Last week, you might have seen that Bredband2 i Skandinavien AB (publ) (STO:BRE2) released its full-year result to the market. The early response was not positive, with shares down 4.3% to kr1.98 in the past week. Bredband2 i Skandinavien reported kr1.7b in revenue, roughly in line with analyst forecasts, although statutory earnings per share (EPS) of kr0.11 beat expectations, being 3.6% higher than what the analysts expected. This is an important time for investors, as they can track a company's performance in its report, look at what experts are forecasting for next year, and see if there has been any change to expectations for the business. So we collected the latest post-earnings statutory consensus estimates to see what could be in store for next year.

Check out our latest analysis for Bredband2 i Skandinavien

OM:BRE2 Earnings and Revenue Growth February 9th 2025

Taking into account the latest results, the current consensus from Bredband2 i Skandinavien's three analysts is for revenues of kr1.84b in 2025. This would reflect a credible 6.2% increase on its revenue over the past 12 months. Per-share earnings are expected to climb 14% to kr0.13. Yet prior to the latest earnings, the analysts had been anticipated revenues of kr1.80b and earnings per share (EPS) of kr0.14 in 2025. So it looks like there's been a small decline in overall sentiment after the recent results - there's been no major change to revenue estimates, but the analysts did make a minor downgrade to their earnings per share forecasts.

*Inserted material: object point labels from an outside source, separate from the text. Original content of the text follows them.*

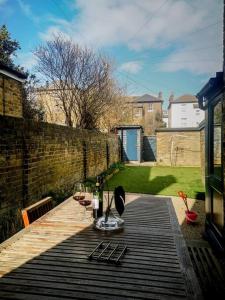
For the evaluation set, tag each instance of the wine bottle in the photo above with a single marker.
(100, 193)
(98, 199)
(95, 202)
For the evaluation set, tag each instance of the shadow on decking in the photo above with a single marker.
(206, 264)
(150, 271)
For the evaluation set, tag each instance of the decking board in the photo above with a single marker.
(49, 259)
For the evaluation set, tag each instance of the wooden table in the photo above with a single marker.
(48, 260)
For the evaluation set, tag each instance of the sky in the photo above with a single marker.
(155, 45)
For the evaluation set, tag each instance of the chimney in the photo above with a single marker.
(160, 95)
(171, 98)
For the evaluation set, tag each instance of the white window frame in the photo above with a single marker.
(150, 106)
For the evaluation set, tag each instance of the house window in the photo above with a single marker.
(138, 112)
(150, 107)
(217, 124)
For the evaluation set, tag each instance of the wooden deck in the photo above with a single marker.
(48, 260)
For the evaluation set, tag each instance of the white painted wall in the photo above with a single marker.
(185, 115)
(165, 120)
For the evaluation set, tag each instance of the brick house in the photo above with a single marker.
(147, 112)
(184, 112)
(11, 83)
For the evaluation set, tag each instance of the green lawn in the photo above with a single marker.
(159, 180)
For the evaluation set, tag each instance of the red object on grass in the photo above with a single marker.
(191, 216)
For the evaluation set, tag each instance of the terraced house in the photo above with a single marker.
(147, 112)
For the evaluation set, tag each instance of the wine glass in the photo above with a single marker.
(85, 203)
(79, 191)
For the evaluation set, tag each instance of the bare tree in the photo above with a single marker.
(81, 79)
(31, 108)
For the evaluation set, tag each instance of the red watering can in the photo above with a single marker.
(191, 216)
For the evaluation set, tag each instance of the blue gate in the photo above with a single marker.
(131, 144)
(149, 148)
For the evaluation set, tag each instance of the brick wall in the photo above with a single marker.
(39, 158)
(10, 97)
(202, 147)
(178, 147)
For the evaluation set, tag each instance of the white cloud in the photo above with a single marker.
(26, 9)
(2, 2)
(132, 67)
(149, 24)
(26, 60)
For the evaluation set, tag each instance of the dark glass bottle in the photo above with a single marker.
(98, 199)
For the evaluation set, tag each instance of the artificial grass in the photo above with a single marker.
(159, 180)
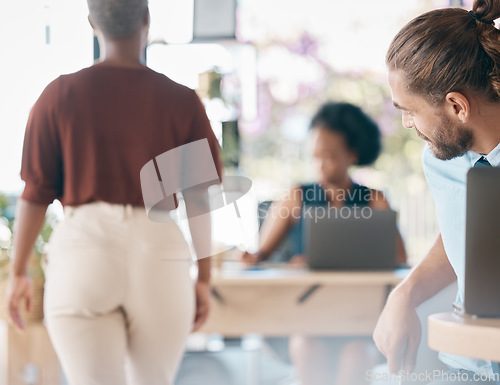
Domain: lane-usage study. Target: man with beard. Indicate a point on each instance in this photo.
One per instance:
(444, 73)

It might be a surprise to learn that the consensus price target was broadly unchanged at kr2.30, with the analysts clearly implying that the forecast decline in earnings is not expected to have much of an impact on valuation.

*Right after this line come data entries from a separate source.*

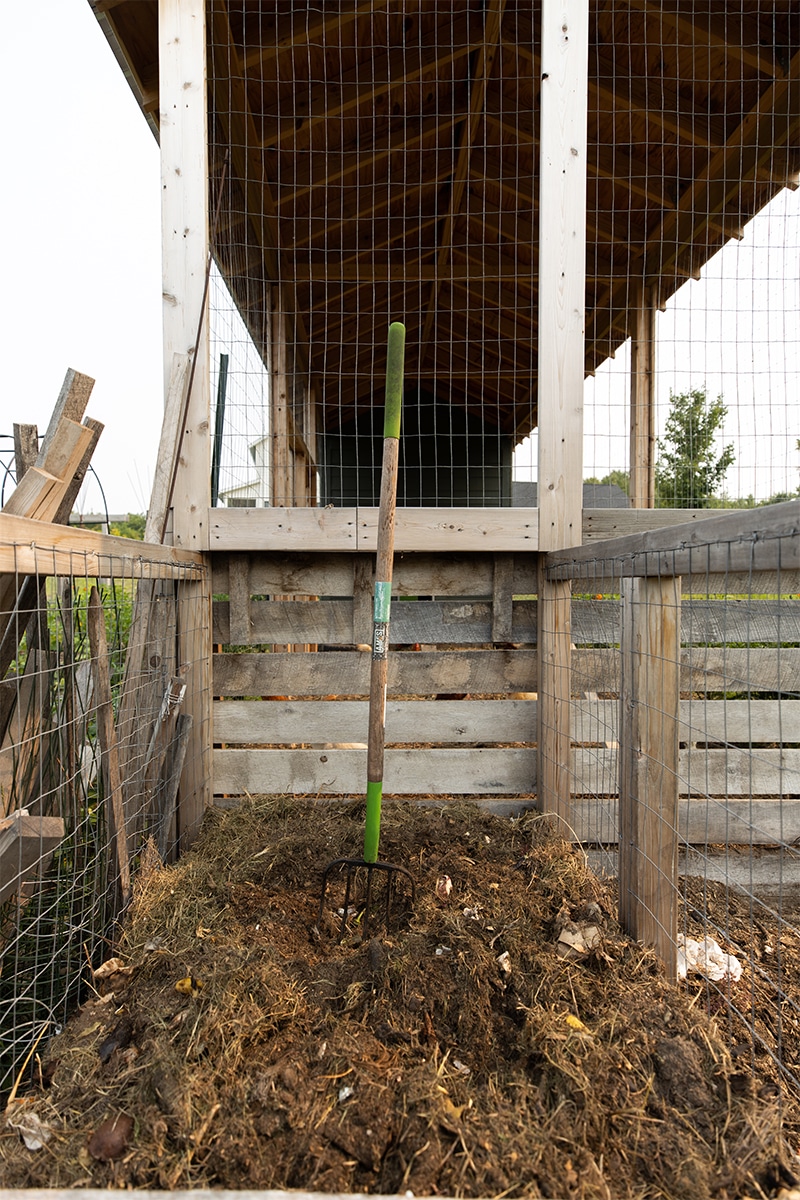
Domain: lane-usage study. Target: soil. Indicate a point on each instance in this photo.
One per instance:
(236, 1043)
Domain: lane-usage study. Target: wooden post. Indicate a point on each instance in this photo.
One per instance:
(185, 250)
(648, 765)
(281, 467)
(561, 300)
(107, 737)
(194, 649)
(185, 253)
(643, 400)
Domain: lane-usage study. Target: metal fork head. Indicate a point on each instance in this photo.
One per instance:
(352, 868)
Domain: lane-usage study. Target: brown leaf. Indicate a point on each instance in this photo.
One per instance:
(112, 1138)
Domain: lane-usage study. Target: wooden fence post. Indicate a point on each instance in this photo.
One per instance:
(648, 765)
(561, 304)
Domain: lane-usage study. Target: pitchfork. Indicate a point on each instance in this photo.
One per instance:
(379, 666)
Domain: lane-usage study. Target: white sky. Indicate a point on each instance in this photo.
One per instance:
(80, 214)
(80, 209)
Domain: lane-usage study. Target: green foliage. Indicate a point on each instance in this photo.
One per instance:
(689, 472)
(620, 478)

These estimates are interesting, but it can be useful to paint some more broad strokes when seeing how forecasts compare, both to the Bredband2 i Skandinavien's past performance and to peers in the same industry. It's pretty clear that there is an expectation that Bredband2 i Skandinavien's revenue growth will slow down substantially, with revenues to the end of 2025 expected to display 6.2% growth on an annualised basis. This is compared to a historical growth rate of 17% over the past five years. Juxtapose this against the other companies in the industry with analyst coverage, which are forecast to grow their revenues (in aggregate) 2.0% per year. Even after the forecast slowdown in growth, it seems obvious that Bredband2 i Skandinavien is also expected to grow faster than the wider industry.

The Bottom Line

The biggest concern is that the analysts reduced their earnings per share estimates, suggesting business headwinds could lay ahead for Bredband2 i Skandinavien. Fortunately, they also reconfirmed their revenue numbers, suggesting that it's tracking in line with expectations. Additionally, our data suggests that revenue is expected to grow faster than the wider industry. The consensus price target held steady at kr2.30, with the latest estimates not enough to have an impact on their price targets.

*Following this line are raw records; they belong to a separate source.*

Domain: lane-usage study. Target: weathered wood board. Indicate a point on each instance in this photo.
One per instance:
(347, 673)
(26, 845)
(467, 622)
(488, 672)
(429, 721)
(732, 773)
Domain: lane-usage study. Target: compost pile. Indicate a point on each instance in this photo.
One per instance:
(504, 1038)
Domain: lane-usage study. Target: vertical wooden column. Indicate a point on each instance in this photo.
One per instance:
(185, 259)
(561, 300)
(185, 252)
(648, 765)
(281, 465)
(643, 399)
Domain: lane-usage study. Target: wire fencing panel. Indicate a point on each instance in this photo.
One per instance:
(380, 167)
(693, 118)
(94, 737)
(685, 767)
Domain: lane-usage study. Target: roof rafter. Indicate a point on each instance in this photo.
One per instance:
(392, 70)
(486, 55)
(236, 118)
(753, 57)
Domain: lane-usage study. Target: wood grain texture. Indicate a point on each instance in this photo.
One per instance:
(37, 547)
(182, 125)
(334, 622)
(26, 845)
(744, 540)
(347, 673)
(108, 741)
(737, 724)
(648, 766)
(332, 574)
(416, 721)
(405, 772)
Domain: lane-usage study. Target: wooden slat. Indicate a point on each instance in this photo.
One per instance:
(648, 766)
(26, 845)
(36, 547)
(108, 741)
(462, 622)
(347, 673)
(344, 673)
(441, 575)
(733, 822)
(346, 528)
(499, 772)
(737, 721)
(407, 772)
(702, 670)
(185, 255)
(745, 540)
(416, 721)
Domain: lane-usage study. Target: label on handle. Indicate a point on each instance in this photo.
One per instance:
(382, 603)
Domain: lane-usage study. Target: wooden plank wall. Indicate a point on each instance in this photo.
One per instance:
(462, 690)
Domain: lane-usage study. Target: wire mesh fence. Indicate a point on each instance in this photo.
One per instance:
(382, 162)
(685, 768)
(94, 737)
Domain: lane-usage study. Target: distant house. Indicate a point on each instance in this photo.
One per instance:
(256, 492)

Keeping that in mind, we still think that the longer term trajectory of the business is much more important for investors to consider. At Simply Wall St, we have a full range of analyst estimates for Bredband2 i Skandinavien going out to 2027, and you can see them free on our platform here..

You can also see our analysis of Bredband2 i Skandinavien's Board and CEO remuneration and experience, and whether company insiders have been buying stock.

Valuation is complex, but we're here to simplify it.

Discover if Bredband2 i Skandinavien might be undervalued or overvalued with our detailed analysis, featuring fair value estimates, potential risks, dividends, insider trades, and its financial condition.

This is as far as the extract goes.